日曜コラム 盛夏とオリンピック
オリンピックが終盤を迎えています。
メダルの色と数が毎日テレビをにぎわしています。
昔に比べると、ずいぶんとメダルを獲得した選手が複数の現地テレビ局に
出演し、努力の足跡が紹介され、辛かったこと、嬉しいことが聞かれ、
努力を支えた人、そして親兄弟が紹介されます。
四年に一度の世界の大会でトップスリー以内のメダルですから、
それはこころを震撼させるほどに、嬉しいことに違いありません。
その一方で、メダルを期待されながら、獲得できなかった人たち、
また、目標のメダルに届かなかった選手たちもたくさんいます。
「悔しさをバネにして、四年後を・・・」というのは簡単ですが、
本人にしてみれば、「今、もう一度やりなおしたい」と思っていることでしょう。
その勢いに私は精神の力をもらっていると思います。
水泳の北島康介選手は、今回の試合のインタビューに答えて、いわく
「何も犠牲にしてません。何かを犠牲にしてたら、続けることなんて無理です。
ただ泳ぐのが好きだから、できただけです。」
この彼のメッセージは、私の友人がFace Bookで話題になっていると
送ってくれたものです。友人は、北島選手を「イイ奴」と言いました。
好きでものごとを追求するというそのすなおなこころの姿勢が
私の友人をして「イイ奴」と言わしめたわけですが、世界のトップともなれば、
厭でやらされて頂点に上り詰めることは不可能ではないかと思います。
好きなことをやるという概念を私はとても大切に思います。
私自身のコンサルティングの仕事も、趣味の剣道もテニスも、
自分で好きだからこれまで続けられてきたと思っています。
もちろん、調子のいい時ばかりではありません。
スランプ、トラブル、故障、想定外の事象など、私たちは生身の人間ですから、
常に状況は変化します。

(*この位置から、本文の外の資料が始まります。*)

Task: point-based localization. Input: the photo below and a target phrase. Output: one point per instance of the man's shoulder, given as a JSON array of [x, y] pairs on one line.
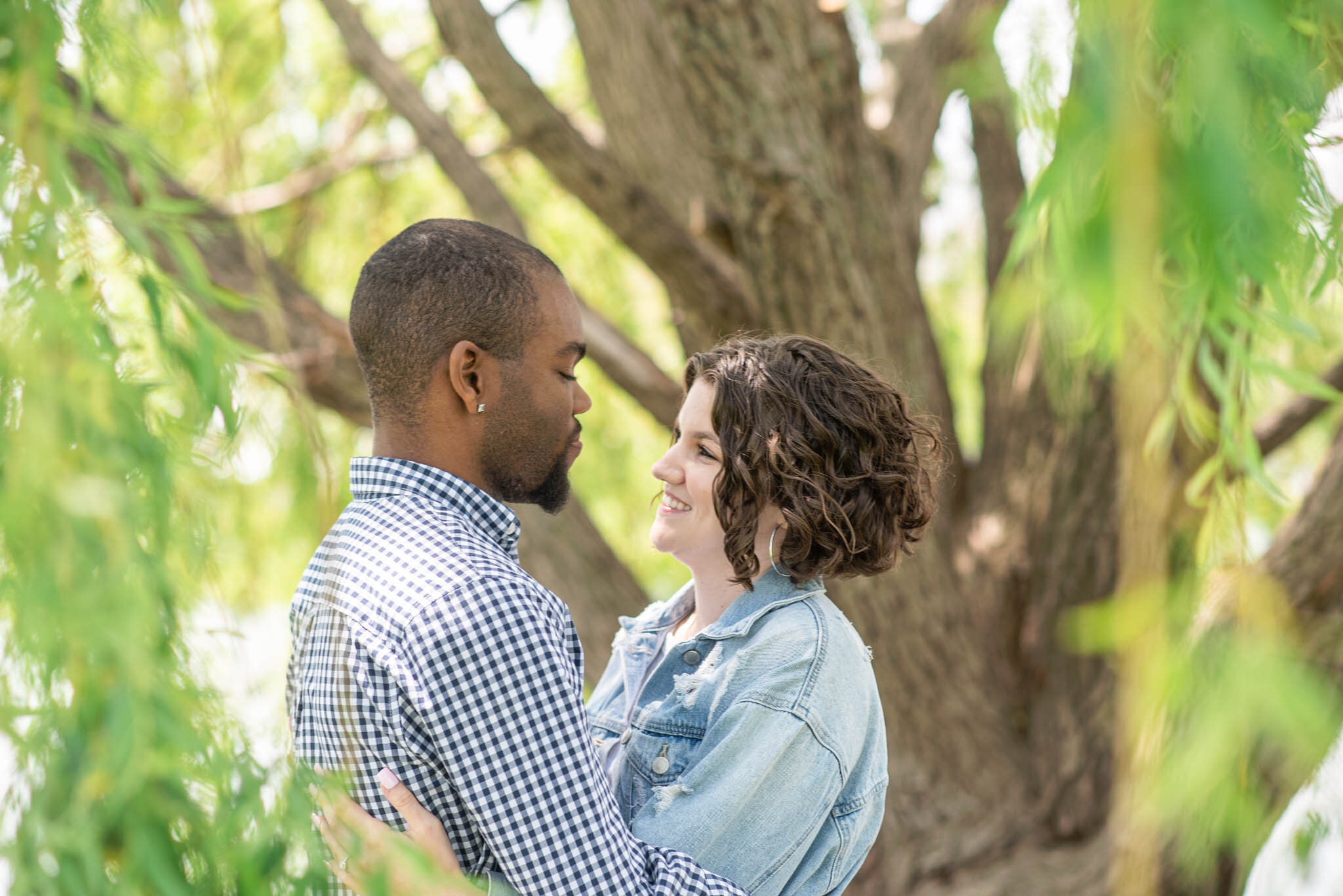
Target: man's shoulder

良い方向だけならハッピーこのうえありませんが、
それがないから、人間なのだと思います。
北島選手のみならず、メダルを獲得できる選手もそうでない選手もみな、
自分のやっていることを愛する気持ちに変わりはないでしょう。
さらに、その愛がかたちを変えて、自分を客観的に見つめ、
人に頼らずに尊重し、受け入れ、
感謝するところに「結果」は正直であると私は信じたい。
メダルを獲得した人の涙も、不本意の結果で終わった人の涙も、
いずれも涙をさそわれます。
年をとるにつれて、涙腺が緩くなっている自分を
再確認させられる機会をこの盛夏の時期、日々経験しています。